The "why now" of this story is the data on presales, not the data on starts. CMHC's Fall 2025 Housing Supply Report notes that the Toronto CMA is tracking to its lowest level of housing starts in 30 years as of mid-2025, with pre-construction sales continuing to fall by double digits and developers delaying launches and scaling back land acquisitions. In the Vancouver area, CMHC reports condominium apartment starts fell 13.4% in the first half of 2025, and identifies failure to hit "the roughly 70% presale threshold needed for financing" as a direct cause of project cancellations and pauses. The language is the regulator's own.
The presale numbers underneath those starts numbers are worse. Urbanation data summarized in pre-construction market reports puts 2025 new pre-construction condo sales in the GTA at 1,599 units — the lowest level since 1991, roughly 91% below the 10-year average. A Q2 2025 read on the same data set has the GTA at 502 new condo sales for the quarter, with new condo starts down 57% year-over-year and 84% versus two years prior. Those are the numbers that have to clear a 70% presale bar.

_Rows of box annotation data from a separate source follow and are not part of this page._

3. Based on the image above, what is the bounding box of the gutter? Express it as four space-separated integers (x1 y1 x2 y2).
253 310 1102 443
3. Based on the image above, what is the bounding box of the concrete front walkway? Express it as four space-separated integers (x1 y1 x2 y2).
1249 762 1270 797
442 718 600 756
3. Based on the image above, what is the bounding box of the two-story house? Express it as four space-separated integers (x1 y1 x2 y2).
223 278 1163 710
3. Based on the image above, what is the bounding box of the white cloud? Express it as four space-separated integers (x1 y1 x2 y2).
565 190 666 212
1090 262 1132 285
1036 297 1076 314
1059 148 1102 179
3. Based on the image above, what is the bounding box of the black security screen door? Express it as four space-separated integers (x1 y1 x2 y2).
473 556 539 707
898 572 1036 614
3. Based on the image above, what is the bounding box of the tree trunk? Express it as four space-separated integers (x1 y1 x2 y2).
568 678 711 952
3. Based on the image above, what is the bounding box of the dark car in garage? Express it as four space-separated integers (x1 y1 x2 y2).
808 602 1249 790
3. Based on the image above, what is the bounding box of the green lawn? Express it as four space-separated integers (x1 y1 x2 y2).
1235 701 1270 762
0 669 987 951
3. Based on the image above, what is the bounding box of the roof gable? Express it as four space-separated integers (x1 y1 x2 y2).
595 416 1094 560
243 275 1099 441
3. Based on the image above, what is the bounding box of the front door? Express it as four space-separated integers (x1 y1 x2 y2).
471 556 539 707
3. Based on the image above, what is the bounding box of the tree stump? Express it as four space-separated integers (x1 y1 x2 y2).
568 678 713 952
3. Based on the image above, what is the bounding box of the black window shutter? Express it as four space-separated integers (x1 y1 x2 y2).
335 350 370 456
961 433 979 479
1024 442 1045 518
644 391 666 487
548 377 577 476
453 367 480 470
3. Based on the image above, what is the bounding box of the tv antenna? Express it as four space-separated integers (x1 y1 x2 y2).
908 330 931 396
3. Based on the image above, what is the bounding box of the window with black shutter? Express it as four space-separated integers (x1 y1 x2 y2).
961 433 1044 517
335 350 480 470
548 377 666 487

In the resale market, the price line is the one existing condo owners feel directly. The Toronto Regional Real Estate Board's April 2026 report has the GTA average selling price at $1,051,969, down 4.9% year-over-year, with the average condo apartment price across the region at $635,653 — down 6.3%. CMHC's 2025 market-risk analysis adds the comparison window: between 2022 and Q1 2025, average resale condo apartment prices fell about 13.4% in Toronto and 2.7% in Vancouver, and Toronto's months of inventory for pre-construction condos in Q1 2025 was more than 14 times higher than in 2022, with roughly 55% of pre-construction units unsold.
The threshold is not uniform across the Big Six and not uniform across markets. Some lenders apply a stricter bar in Toronto than in suburban GTA submarkets; others adjust for developer track record and project size. "70%" is shorthand for a clustering of practice, not a single number written in a single document.